From the original poster: This is an interesting story about the Battle of the Bulge.
The film is a collaboration between the director and a WWII veteran named Walter Koehler, who was a soldier who was killed in action in 1943.
The filmmakers decided to shoot it as a documentary.
This was the first of two films I was involved in with Walter Kiehler’s group, the American Legion Film Group.
He was a veteran who served in the United States Marine Corps, and his stories inspired us to create this project.
Walter Kuehler was born in 1918 in the Czech Republic, grew up in the Bronx and served in World War II.
He came back to the United Kingdom, married a British woman and had two daughters.
He left the Marines in 1943 to study film and wanted to do something with the stories of his time.
He found a producer who offered him a project to make a film about World War I. After a year of planning and shooting, the film was finished in 1946 and released in 1949.
This film was never released, but it is an important piece of the history of the Great War.
The American Legion Postcards Project (ABPP) was created to provide veterans with free postcards.
The group was founded in 1947 by the late George B. Johnson and is now the largest and oldest veterans organization in the country.
We are working on a documentary about the Great Wars, with the goal of making the most comprehensive and compelling picture of what it was like to serve in those wars.
For more information about the ABPP, go to abpp.org.
National Geographic has selected “The Greatest Movie Ever Made” for a 2013 award.
The award is presented annually to a filmmaker or writer who has made a significant contribution to science fiction, fantasy, historical fiction, or the arts.
This is the third time this award has been presented, and it will be presented in 2017.
National Geophysical Data Center (NGDC) is a partnership between the National Science Foundation (NSF) and the University of Texas at Austin.

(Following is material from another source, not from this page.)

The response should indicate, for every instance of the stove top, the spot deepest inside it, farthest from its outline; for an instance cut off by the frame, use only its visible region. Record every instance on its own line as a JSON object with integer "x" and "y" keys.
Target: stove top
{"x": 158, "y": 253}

The NGDC is the only National Science Education Center dedicated to undergraduate and graduate courses in the fields of Earth, space, science, engineering and mathematics.
The first NGDC was established in 1970.
This research has been supported by NSF, the Department of Energy, the Office of Naval Research, the National Institutes of Health, the State of Texas, the United Nations, and many individuals and organizations.
Learn more about NSF and the NSF Programs in Physics and Astrophysics at http://www.nsf.gov/programs/.
This material is solely the intellectual property of NSF.
This information is not intended to provide a legal or factual basis for any action or decision.
The National Geospatial-Intelligence Agency (NGIA) is the successor to the National Reconnaissance Office (NRO) and is the primary U.S. government agency responsible for protecting and collecting imagery.
The NRO’s mission is to detect, identify, and characterize threats and potential threats from space and the atmosphere.
This includes satellites, weather satellites, space weather instruments, remote sensing instruments, and space-based ground-based surveillance.
Learn about the NRO at http:www.ngia.mil.
The Geospacial Intelligence Program (GIP) is an initiative of the National Research Council (NRC).
This program is dedicated to understanding how Earth processes and radiates information, how Earth systems respond to climate change, and how humans interact with nature.
This work is supported by the National Geodetic Survey (NGS) through the National Aeronautics and Space Administration’s (NASA) Office of Space Technology Directorate.